Places caps on distance, fees
The Tualatin City Council voted unanimously to adopt an ordinance that will regulate towing practices, and which seeks to curtail predatory towing in the city.
A draft submitted in February was revised to reflect changes in state law, and includes an additional requirement that companies towing vehicles without the owners consent that is, as a penalty for parking in a private lot must hold a license from the city. The new draft also specifies that tow companies cannot set a flat maximum charge, but must adjust such fees based on vehicle size.
The council first addressed the issue in November 2012, largely in response to an April 2012 incident.
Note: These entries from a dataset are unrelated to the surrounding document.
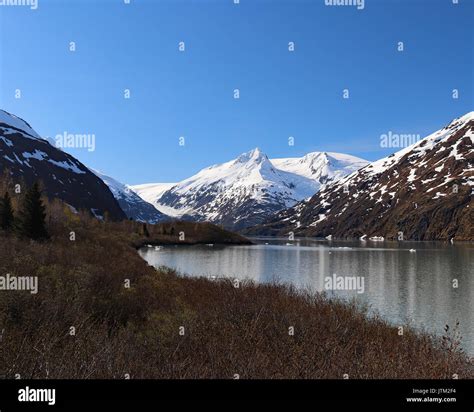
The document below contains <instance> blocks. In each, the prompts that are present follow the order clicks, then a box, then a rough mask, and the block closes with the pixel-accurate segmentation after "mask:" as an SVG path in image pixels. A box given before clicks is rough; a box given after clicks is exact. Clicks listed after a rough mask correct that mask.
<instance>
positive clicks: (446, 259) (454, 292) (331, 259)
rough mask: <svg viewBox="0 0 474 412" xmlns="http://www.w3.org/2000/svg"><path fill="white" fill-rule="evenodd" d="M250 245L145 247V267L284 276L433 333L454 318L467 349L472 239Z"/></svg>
mask: <svg viewBox="0 0 474 412" xmlns="http://www.w3.org/2000/svg"><path fill="white" fill-rule="evenodd" d="M252 241H253V242H255V244H254V245H250V246H217V245H199V246H165V247H158V248H155V247H144V248H142V249H141V250H140V251H139V253H140V255H141V256H142V257H143V258H144V259H145V260H146V261H147V262H148V263H149V264H150V265H152V266H155V267H160V266H167V267H170V268H173V269H176V270H177V271H179V272H180V273H181V274H183V275H185V276H204V277H227V278H231V279H239V280H244V279H252V280H254V281H256V282H261V283H273V282H274V283H290V284H292V285H295V286H296V287H298V288H305V289H309V290H312V291H326V292H327V293H328V295H329V296H337V297H340V298H343V299H356V300H357V301H358V302H360V303H363V304H368V305H369V307H370V309H371V310H372V311H376V312H378V313H379V314H380V315H381V316H382V317H384V318H385V319H387V320H389V321H390V322H392V323H393V324H394V325H400V324H406V323H409V324H411V325H413V326H415V327H417V328H418V329H424V330H426V331H429V332H434V333H437V334H439V335H442V334H443V328H444V326H445V325H446V324H449V326H450V327H451V328H452V327H454V325H455V323H456V321H459V322H460V332H461V335H462V346H463V348H464V350H465V351H466V352H467V353H468V354H470V355H471V356H474V271H473V268H474V253H473V252H474V244H472V243H465V244H446V243H441V242H400V243H398V242H387V241H384V242H373V241H328V240H312V239H299V240H294V241H288V239H275V238H271V239H268V238H258V239H252Z"/></svg>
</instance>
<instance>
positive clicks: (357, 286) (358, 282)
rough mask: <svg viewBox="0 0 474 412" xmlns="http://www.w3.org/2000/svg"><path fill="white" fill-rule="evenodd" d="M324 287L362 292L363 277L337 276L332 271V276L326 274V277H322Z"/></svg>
mask: <svg viewBox="0 0 474 412" xmlns="http://www.w3.org/2000/svg"><path fill="white" fill-rule="evenodd" d="M324 289H326V290H333V291H335V290H348V291H357V293H359V294H362V293H364V292H365V277H364V276H338V275H336V274H335V273H334V274H333V275H332V276H326V278H325V279H324Z"/></svg>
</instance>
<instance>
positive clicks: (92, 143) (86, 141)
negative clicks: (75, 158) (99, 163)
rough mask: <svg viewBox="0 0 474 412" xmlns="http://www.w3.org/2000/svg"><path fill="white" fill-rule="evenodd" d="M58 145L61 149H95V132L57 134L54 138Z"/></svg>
mask: <svg viewBox="0 0 474 412" xmlns="http://www.w3.org/2000/svg"><path fill="white" fill-rule="evenodd" d="M54 141H55V143H56V147H58V148H61V149H87V150H88V151H89V152H93V151H95V134H93V133H92V134H91V133H69V132H63V133H60V134H57V135H56V136H55V138H54Z"/></svg>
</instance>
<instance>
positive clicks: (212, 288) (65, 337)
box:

Tualatin resident Rachel Engstrom claimed her vehicle had been towed from the Country Inn bar parking lot while she was picking up a food order from a neighboring restaurant. Engstrom felt the private lot was being monitored by employees of Portland-based Retriever Towing, and complained that her dog was inside the vehicle when it was removed.
The ordinance, passed during Mondays council meeting, will require tow companies to exercise reasonable care of any animal found to be in a towed motor vehicle, and prohibits tow company employees from patrolling or parking within 1,000 feet of a private parking facility, or monitoring such lots by foot.
Companies are required to release the vehicle at the scene if the owner is present before the hook-up process is completed. Vehicles cannot be towed more than 10 miles from the parking facility.
In response to concerns about exorbitant reclamation costs, the city also limited basic towing fees. The maximum charge allowed for a passenger vehicle stored 24 hours or less is $295.
Councilor Joelle Davis confirmed the draft allowed vehicle owners to pay by cash or credit card. Previously, it was not uncommon for towing companies to require cash for vehicle retrieval.
The city sought the input of 15 area tow companies when drafting the ordinance.